Смех, шутки, анекдоты:
— Абрам, ты знаешь, что Эйнштейн едет в Токио?
— А кто такой Эйнштейн?
Романс поется нами по всем правилам двухголосья. Зря, что ли, нас мучают вокалом?
На тройке сидя полупьяный,
Я буду вспоминать о вас.
И по щеке моей румяной
Слеза скатится с пьяных глаз.
— Ай да мы! Браво, браво!
— Эйнштейн — это тот, кто изобрел теорию относительности.
—
А что такое теория относительности?
— Славочка, сыграй-ка грибоедовский вальс.
— Побойтесь Бога, Ольга Всеволодовна! Не вгоняйте меня в краску.
— Ну я очень прошу.
— Теория относительности — это вот что такое: если ты целуешься с любимой девушкой, целуешься долго, целый час, то тебе час кажется минутой...
— Слава, не ломайся, сбацай вальс.
И Слава Езепов, самый талантливый на нашем курсе, садится к роялю.
— А если ты попробуешь сесть голым задом на раскаленную плиту, то тебе минута покажется часом.

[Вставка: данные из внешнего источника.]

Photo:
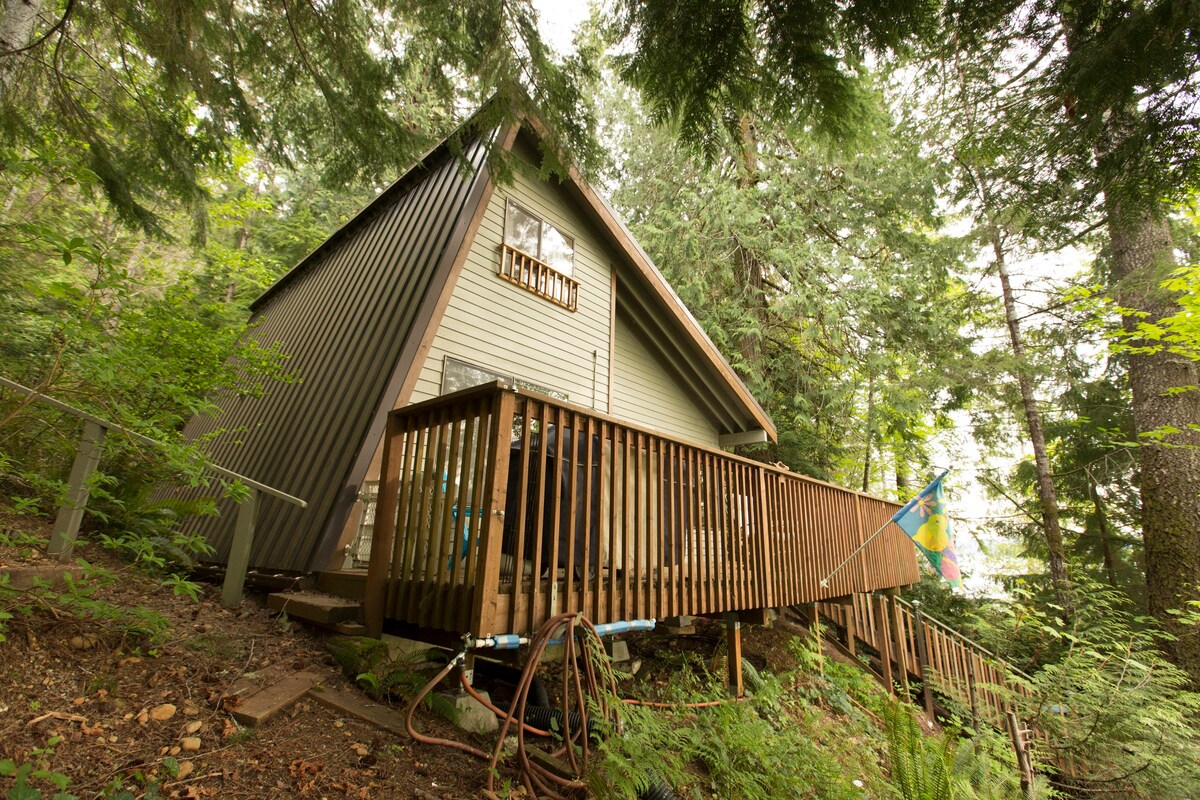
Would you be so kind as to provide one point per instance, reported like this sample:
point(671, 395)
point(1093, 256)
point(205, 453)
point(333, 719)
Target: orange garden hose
point(588, 683)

— И что, он с этой хохмой едет в Токио?..
Перебор клавишей, разбег пальцев. И легкие порхающие звуки грибоедовского вальса (поместье под Смоленском, греческие колонны особняка, липовые аллеи, зеркальный паркет бальной залы) заполняют обширную кубатуру генеральской квартиры. Грустная радость... Светлая печаль...
— Браво, браво!
Сложенным платком Слава промокает испарину на лбу. Вечер еще длится, но уже поздно. Стрелки часов подбираются к закрытию метро.
— Ой, ребята, нам пора!
— Спасибо, спасибо!
— Все было замечательно!
— Па-а-прашу в любое время!.. Дорога теперь разведана.
— До завтра... Ой, уже до сегодня!
Как пролетная станица диких гусей, подкормившись в поле, вдруг снимается с места и пропадает в небе, так и наш курс в одночасье покидает гостеприимную квартиру и уходит в ночь.
В комнатах тишина. Пахнет застарелым дымком. Дверцы двух холодильников распахнуты настежь. Ни один посторонний предмет не загромождает пустоту их стерильных внутренностей. До нового генеральского пайка...
* * *
Итак, как обычно говорят ведущие в радиоспектаклях: “Шли годы”. Учебная жизнь вокруг нас разительно менялась. Приближалась двухгодичная дата нашего пребывания в стенах Школы-студии. Для каждого студента это был своеобразный порог, “великое солнцестояние”, когда решалась его судьба.
После второго курса учителя подбивали итоги успеваемости, и каждый из нас мог услышать роковые слова: “Спасибо, вы нам больше не нужны”. Такова была двухгодичная плата или, вернее, расплата за ошибку при приеме. Переведенный на третий курс студент мог вздохнуть свободнее. Им пройден, как выражаются спортсмены, последний поворот. За ним финишная прямая: третий и четвертый курсы. А в перспективе — ленточка награждения театром. Но до нее надо было еще дожить.
Время окончания второго курса было вместе с тем и временем, когда мы прощались и со многими общеобразовательными предметами: манерами, языком, сценречью, зарубежной литературой, изобразительным искусством и др. Было бы неправдой сказать, что мы безутешно рыдали при этом. Скорее, раскланялись и прошли мимо.
Единственным исключением был курс русской литературы. И ее педагог — Абрам Александрович Белкин. Он всякий раз приходил на лекцию, как на свидание с таинственной незнакомкой. И с ощущением некоторой неловкости: почему именно его выбрала она своим рыцарем, защитником. Его, маленького, лысого человек с глазами-буравчиками, глядящими зорко и мудро из-под густых бровей. Но был это не более как прием, эдакое кокетство мастера, позволяющего себе иногда, на какое-то время, поиграть в подмастерье.